Crápula? Eu diria até algo mais pesado. E era por esse motivo que estava indo, de ressaca, para aquela cidadezinha, apenas para fugir da situação embaraçosa, e dos olhares piedosos que o pessoal me lançava às escondidas.  Cheguei ao meu apê à noite, cansada e magoada. Foi fácil abrir uma garrafa de vinho e tomar algumas taças, enquanto fingia assistir televisão, me recriminando por ter sido tão estúpida. Seu Jarbas tinha entrado na sala de reunião e exposto o caso desse cliente que estava indo visitar, recrutando alguém para resolver o problema:

— Gostaria que um de vocês assumisse esse caso — imperou, enquanto soltava a pasta sobre a mesa, com um estalo — Esse cliente é especial. Possui um Haras em Santo Antônio da Alegria, onde se especializou em reprodução de cavalos puro sangue. Seu pai deixou para ele a fazenda em questão, uma casa no centro da cidade e algum dinheiro; porém — soltou uma risadinha sarcástica — apareceu uma senhora à sua porta, dizendo ter sido companheira de seu pai por dez anos, reivindicando sua parte na herança.

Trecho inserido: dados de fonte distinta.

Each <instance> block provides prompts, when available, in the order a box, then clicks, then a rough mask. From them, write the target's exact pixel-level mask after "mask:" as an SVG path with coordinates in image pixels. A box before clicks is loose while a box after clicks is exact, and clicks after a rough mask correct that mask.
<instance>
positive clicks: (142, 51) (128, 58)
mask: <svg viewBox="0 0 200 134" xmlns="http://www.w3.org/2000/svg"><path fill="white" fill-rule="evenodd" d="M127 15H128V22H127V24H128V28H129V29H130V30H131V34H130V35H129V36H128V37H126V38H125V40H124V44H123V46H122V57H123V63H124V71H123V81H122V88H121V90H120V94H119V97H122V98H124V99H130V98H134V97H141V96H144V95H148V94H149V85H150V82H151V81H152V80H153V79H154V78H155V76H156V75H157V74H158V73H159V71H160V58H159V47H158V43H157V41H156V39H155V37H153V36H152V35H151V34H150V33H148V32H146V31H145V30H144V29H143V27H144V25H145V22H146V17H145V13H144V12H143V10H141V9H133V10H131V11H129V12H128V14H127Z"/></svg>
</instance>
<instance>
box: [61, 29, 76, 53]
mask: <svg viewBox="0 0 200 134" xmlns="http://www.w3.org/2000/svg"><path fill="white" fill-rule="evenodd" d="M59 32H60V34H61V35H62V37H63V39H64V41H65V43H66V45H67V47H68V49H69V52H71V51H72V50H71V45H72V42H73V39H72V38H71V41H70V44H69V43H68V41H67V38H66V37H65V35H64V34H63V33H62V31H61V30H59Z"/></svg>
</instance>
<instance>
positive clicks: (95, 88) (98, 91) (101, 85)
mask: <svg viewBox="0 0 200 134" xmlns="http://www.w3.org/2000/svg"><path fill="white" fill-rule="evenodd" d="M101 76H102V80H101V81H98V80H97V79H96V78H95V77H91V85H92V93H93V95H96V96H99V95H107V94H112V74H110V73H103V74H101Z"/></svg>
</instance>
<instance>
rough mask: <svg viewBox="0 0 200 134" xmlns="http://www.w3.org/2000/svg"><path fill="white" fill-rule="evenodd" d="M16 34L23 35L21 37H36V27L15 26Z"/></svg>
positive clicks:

— Ou seja, a mesma história de sempre – disse Artur, com sua cara nojenta de sabichão, fazendo o Dr. Jarbas lhe sorrir em cumplicidade.

— Bem, gostaria de saber quem pode tomar conta do caso – varreu os olhos por cada um de nós.

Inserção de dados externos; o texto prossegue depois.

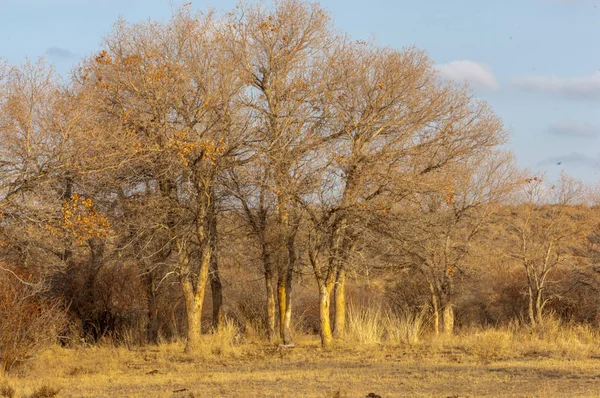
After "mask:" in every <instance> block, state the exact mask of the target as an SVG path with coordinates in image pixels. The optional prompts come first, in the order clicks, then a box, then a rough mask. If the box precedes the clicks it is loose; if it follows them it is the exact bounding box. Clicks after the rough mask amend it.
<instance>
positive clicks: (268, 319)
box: [265, 267, 275, 341]
mask: <svg viewBox="0 0 600 398" xmlns="http://www.w3.org/2000/svg"><path fill="white" fill-rule="evenodd" d="M265 268H266V267H265ZM265 287H266V292H267V301H266V316H267V322H266V323H267V325H266V326H267V338H268V339H269V341H273V340H274V339H275V288H274V286H273V274H272V271H271V269H270V267H269V268H268V270H267V269H266V270H265Z"/></svg>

— Como bem sabe senhor, não posso neste fim de semana. — Disse Artur, com um sorrisinho bajulador, como se ninguém soubesse que ele iria para a casa de praia do doutor com a sua linda filhinha.

— Eu sei, meu rapaz, eu sei! — respondeu o Dr. Jarbas, apertando o ombro do babaca em sinal de anuência — Deise? —  Perguntou para a estagiária que se encontrava a seu lado, na mesa de reunião.

Não ouvi as respostas de todos os recrutados, pois estava longe, pensando em como me vingar daquele babaca que tanto me irritava. Não era ciúmes, quero deixar bem claro, e nem se tratava apenas de vingança. Sempre aprendi que: “aqui se faz, aqui se paga”, mas será que, naquele momento da minha vida, poderia esperar que a vida se encarregasse de tirar aquele sorriso “Sou o Homem mais Esperto do Mundo”, do rosto daquele idiota?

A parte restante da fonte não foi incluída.